Tylko, co tzn., że nie ma apelacji, skoro ma się ją w rękach i
najprawdpodobniej została przyjęta w sądzie rejonowym. Nie ma jej tam, gdzie
powinna być, najprowdopodbnie z winy sądu rejonowego, który jej nie
przesłał. Chyba tego błędu nie da się wykorzystać. Ale jeśli tak, to by było
miło i tylko jak to zrobić?
W końcu to sąd rejonowy zawiadmia stronę o wniesionej apelacji. Pewnie nic
się nie da wskórać z tą klauzulą wykonalności.
> > Jeszcze coś słyszałem o wnoszeniu spraw do Strasburga przeciwko
> > opieszałości naszych sądów.
>
> Podobno w Strasburgu już nie chcą rozpatrywać spraw z Polski. Teraz mają
> być rozpatrywane w Polsce.
Co? Już im się odechciało!? A my tu mamy tyle ciekawych spraw. Państwo
nas... nie pieści, no to do kogo mamy się udać po ratunek - my biedne żuczki
:-(
Pozdrawiam i dzięki...
-
5. Data: 2004-06-14 20:55:06
Temat: Re: Apelacja nie dotarła do sądu okręgowego
Od: Goomich <g...@u...to.wp.pl>
"Bogusław Szelest" <w...@p...onet.pl> naskrobał/a w
news:cal1a5$kog$1@news.onet.pl:
> Tylko, co tzn., że nie ma apelacji, skoro ma się ją w rękach i
> najprawdpodobniej została przyjęta w sądzie rejonowym. Nie ma jej
> tam, gdzie powinna być, najprowdopodbnie z winy sądu rejonowego,
> który jej nie przesłał.
Acha.
> Chyba tego błędu nie da się wykorzystać. Ale
> jeśli tak, to by było miło i tylko jak to zrobić?

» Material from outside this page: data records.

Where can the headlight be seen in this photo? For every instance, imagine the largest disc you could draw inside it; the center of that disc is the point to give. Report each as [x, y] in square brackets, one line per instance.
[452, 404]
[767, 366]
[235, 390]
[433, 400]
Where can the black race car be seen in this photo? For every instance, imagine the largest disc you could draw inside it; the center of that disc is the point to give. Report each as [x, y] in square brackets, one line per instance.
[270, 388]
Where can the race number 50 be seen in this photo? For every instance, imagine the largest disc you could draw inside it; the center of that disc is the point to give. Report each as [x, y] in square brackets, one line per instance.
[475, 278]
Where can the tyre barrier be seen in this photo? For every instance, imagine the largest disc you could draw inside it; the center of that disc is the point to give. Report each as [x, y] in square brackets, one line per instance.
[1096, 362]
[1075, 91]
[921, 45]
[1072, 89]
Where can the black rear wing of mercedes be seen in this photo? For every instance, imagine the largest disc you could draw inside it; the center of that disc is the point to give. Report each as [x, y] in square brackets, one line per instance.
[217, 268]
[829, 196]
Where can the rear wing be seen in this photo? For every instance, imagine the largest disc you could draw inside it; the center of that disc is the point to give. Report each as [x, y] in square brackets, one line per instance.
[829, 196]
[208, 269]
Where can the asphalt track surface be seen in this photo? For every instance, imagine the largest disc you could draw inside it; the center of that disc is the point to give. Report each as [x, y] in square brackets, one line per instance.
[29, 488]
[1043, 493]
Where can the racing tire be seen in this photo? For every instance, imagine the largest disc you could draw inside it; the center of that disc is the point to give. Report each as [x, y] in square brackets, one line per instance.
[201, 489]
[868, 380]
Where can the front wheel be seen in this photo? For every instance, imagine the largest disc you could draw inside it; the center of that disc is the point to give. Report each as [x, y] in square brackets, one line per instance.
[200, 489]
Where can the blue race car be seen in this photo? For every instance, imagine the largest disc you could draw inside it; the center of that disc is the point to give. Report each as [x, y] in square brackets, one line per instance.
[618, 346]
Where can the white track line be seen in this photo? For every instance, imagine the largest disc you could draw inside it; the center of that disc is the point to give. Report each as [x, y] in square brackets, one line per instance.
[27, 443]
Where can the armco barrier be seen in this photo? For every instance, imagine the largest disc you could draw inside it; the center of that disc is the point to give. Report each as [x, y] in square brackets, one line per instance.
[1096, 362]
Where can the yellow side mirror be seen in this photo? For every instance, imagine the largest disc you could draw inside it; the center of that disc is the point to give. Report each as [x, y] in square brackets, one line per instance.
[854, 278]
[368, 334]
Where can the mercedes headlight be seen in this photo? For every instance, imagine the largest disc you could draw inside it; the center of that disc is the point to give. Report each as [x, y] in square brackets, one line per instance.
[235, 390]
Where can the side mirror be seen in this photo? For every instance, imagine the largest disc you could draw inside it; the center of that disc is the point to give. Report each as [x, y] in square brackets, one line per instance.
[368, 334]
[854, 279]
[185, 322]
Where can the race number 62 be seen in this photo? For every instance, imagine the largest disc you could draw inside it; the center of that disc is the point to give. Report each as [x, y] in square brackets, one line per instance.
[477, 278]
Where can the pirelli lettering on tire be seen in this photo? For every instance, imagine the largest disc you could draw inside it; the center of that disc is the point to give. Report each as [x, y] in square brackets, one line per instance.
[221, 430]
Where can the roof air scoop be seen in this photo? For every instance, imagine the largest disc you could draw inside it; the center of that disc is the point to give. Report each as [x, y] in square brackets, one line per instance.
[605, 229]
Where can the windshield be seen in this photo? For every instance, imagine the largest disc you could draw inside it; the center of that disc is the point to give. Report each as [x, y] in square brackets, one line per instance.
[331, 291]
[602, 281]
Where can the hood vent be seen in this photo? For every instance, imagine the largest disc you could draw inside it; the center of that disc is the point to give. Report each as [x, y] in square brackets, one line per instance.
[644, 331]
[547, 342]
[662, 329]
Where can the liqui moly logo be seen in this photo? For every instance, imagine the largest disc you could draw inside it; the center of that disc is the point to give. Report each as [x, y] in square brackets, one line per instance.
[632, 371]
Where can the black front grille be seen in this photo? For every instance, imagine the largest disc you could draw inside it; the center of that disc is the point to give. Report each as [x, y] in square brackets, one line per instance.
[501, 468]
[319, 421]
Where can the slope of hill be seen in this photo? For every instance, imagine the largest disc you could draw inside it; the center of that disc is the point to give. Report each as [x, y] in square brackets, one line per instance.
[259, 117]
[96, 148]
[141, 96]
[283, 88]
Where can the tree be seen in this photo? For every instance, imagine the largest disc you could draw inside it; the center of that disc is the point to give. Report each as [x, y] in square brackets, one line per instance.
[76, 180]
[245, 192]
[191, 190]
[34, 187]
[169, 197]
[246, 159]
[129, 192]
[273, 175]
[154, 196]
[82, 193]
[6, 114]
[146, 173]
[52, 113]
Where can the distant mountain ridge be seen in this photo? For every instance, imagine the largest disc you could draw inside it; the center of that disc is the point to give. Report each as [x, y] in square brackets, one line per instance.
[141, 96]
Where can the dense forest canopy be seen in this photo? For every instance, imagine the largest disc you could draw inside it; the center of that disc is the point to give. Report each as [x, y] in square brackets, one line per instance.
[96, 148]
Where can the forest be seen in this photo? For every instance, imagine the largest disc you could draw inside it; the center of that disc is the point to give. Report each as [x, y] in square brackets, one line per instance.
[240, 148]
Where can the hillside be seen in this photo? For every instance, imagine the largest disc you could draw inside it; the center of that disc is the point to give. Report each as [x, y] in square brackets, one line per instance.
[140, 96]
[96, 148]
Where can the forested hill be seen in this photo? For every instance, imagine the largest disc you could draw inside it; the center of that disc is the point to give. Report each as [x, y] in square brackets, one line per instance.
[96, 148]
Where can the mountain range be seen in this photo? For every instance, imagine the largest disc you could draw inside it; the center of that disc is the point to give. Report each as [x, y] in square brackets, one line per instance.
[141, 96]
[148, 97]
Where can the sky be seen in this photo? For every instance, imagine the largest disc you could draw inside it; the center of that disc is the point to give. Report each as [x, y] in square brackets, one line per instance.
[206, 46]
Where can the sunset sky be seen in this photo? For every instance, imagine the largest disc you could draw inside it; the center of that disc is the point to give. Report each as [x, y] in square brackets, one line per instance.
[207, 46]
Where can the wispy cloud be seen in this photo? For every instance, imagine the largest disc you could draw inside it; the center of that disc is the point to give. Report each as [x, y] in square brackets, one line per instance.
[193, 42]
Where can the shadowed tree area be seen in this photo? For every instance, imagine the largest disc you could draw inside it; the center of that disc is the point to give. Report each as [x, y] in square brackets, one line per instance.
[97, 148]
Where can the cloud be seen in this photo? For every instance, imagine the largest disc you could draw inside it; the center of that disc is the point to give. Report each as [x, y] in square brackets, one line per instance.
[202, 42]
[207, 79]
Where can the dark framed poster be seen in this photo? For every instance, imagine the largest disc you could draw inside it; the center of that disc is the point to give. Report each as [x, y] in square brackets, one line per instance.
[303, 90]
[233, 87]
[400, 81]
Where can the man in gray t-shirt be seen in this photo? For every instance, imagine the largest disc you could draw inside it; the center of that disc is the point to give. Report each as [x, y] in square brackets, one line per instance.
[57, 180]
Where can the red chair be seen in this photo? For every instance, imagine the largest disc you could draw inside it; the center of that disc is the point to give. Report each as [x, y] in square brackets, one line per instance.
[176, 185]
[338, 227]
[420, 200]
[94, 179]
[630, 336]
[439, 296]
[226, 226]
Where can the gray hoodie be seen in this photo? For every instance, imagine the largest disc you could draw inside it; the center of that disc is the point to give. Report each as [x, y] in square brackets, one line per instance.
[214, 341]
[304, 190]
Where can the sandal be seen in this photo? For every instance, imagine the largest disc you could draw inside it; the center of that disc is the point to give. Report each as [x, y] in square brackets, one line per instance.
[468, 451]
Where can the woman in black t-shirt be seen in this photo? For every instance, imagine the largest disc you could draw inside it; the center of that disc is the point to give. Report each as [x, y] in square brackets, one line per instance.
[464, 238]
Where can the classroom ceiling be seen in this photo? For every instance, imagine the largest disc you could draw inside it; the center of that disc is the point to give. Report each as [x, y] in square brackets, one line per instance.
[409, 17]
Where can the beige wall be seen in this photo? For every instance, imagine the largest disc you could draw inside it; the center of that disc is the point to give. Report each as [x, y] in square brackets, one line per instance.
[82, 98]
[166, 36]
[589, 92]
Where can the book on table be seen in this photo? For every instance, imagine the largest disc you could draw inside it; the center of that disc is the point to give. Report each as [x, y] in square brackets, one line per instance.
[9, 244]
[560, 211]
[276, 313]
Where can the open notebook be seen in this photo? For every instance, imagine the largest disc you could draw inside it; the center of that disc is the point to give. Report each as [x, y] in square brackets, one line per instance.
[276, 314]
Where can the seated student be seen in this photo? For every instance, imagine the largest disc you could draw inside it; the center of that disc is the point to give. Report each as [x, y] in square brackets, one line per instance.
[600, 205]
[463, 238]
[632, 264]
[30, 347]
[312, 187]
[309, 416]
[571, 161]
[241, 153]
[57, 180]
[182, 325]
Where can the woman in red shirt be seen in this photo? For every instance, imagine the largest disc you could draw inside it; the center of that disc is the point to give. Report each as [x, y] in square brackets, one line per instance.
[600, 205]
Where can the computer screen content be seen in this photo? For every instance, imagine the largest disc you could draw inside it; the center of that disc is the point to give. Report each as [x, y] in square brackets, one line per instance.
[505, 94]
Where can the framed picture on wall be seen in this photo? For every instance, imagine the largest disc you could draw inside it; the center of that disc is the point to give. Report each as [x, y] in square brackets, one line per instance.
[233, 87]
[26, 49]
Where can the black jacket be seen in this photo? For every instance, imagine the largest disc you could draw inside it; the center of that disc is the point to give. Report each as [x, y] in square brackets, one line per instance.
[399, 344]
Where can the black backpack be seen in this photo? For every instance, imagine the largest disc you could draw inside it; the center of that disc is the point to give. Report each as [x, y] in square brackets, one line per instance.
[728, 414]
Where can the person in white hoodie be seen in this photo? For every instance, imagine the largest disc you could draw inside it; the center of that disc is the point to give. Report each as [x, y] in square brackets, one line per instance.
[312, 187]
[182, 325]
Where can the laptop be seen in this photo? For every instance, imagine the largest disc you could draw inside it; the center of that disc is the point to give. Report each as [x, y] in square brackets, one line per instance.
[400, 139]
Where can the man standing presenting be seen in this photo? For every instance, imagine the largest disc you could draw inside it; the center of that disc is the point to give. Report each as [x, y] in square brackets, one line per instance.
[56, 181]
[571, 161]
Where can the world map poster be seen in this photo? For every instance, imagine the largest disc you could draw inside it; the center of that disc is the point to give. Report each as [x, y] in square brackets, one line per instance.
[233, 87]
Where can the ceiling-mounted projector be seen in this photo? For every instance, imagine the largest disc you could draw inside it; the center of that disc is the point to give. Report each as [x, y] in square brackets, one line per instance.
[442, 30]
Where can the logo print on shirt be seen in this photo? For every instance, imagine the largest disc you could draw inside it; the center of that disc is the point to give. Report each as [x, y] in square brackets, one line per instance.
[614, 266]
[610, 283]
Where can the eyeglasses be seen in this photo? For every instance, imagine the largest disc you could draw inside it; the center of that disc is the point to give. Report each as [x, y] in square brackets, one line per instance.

Ni, nie da się wykorzystać.
> Co? Już im się odechciało!?
Nikomu nie chciało się brać kolejnych takich samych spraw, z tego samego
kraju i ferować takich samych wyroków.
Teraz polski wymiar sprawiedliwości bedzie rozpatrywać sprawy przeciwko
polskiemu wymiarowi sprawiedliwości.
--
Pozdrawiam
Krzysztof "Goomich" Ferenc
g...@u...to.wp.pl UIN: 6750153
The Death Star Project was our last, best hope for peace...
-
6. Data: 2004-06-14 20:56:39
Temat: Re: Apelacja nie dotarła do sądu okręgowego
Od: Goomich <g...@u...to.wp.pl>
"Bogusław Szelest" <w...@p...onet.pl> naskrobał/a w
news:cal1a5$kog$1@news.onet.pl:
> Tylko, co tzn., że nie ma apelacji, skoro ma się ją w rękach i
> najprawdpodobniej została przyjęta w sądzie rejonowym. Nie ma jej
> tam, gdzie powinna być, najprowdopodbnie z winy sądu rejonowego,
> który jej nie przesłał.
Acha.
> Chyba tego błędu nie da się wykorzystać. Ale
> jeśli tak, to by było miło i tylko jak to zrobić?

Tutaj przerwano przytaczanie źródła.